Прилагаю несколько строк, написанных самой Жюльеттой Дерошель. Вы узнаете ее почерк. Да, это она, прочитав ваше объявление в газете, куда был завернут купленный ею салат, написала вам анонимное письмо в наивной надежде обескуражить, а для того, чтобы еще больше запутать, отправила письмо из Мелона.
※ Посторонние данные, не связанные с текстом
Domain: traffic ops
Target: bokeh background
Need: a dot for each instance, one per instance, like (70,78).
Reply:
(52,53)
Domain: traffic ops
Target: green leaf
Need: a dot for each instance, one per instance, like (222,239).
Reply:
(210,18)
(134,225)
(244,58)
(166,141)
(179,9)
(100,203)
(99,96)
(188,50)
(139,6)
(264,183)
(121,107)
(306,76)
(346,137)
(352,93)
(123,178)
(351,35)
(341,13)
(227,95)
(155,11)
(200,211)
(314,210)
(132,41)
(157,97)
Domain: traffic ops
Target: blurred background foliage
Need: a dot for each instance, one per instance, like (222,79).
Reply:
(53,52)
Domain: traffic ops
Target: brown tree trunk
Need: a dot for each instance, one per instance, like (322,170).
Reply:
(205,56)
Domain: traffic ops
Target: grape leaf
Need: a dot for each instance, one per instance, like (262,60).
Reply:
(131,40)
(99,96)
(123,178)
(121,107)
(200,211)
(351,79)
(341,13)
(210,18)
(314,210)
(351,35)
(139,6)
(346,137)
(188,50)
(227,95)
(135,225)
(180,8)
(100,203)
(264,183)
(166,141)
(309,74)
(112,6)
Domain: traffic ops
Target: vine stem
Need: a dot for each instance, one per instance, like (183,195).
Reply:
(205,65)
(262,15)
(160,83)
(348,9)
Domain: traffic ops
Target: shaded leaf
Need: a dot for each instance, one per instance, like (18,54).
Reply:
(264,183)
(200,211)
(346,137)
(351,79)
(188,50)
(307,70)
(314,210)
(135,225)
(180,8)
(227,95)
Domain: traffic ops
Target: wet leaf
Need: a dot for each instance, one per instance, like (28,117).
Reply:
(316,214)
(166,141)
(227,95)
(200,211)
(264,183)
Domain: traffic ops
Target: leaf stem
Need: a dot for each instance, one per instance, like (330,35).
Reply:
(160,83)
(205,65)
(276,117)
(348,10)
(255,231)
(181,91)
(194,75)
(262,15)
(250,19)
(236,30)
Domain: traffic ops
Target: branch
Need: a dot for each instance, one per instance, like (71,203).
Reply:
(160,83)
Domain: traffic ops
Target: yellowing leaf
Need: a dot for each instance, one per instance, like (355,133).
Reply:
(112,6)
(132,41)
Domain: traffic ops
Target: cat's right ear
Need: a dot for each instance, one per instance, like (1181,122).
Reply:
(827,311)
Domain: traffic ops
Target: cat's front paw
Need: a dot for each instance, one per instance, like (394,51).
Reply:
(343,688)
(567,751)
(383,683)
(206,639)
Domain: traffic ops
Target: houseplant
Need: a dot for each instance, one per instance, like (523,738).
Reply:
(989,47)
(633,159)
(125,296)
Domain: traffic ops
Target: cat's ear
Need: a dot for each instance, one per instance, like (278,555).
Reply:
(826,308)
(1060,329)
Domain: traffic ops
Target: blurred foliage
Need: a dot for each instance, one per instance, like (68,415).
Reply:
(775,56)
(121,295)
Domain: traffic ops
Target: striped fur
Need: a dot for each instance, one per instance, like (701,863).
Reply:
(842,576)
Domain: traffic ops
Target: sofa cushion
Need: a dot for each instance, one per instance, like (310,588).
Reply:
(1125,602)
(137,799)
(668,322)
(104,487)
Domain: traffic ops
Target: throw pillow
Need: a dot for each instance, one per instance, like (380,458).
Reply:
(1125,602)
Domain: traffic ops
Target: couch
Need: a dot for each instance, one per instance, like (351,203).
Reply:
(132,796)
Я знаю, Матти, что никто и ничто не остановит вас, пока вы живы. И все-таки. Не убедит ли вас следующая прекрасная и волнующая подробность. В 1918 году в Комболе-Бен, где Манеш находился на излечении и куда к нему приехала Жюльетта Дерошель, поселившаяся в семейном пансионе, чтобы быть к нему поближе, Манеш увлекся живописью. Я видел его картины в домике, куда готов отвезти вас хоть сегодня вечером. Это абсолютная абстракция, настоящее буйство красок, истинное чудо. Краски словно кричат обо всем на свете, ужасном и возвышенном, подобно ноябрьскому морю во время прилива, словно притаившемуся в глубине его глаз.

Вот увидите. Вам предстоит встреча с сильным соперником, Матти. Я же остаюсь, как вы знаете, вашим самым верным и любящим поклонником.

Подумайте как следует. До встречи.

Жермен Пир".

Записка Жюльетты Дерошель написана тем же почерком, на такой же розоватой бумаге, как прежнее письмо из Мелона. Ее оказалось достаточно, чтобы снова почувствовать соленый вкус слез.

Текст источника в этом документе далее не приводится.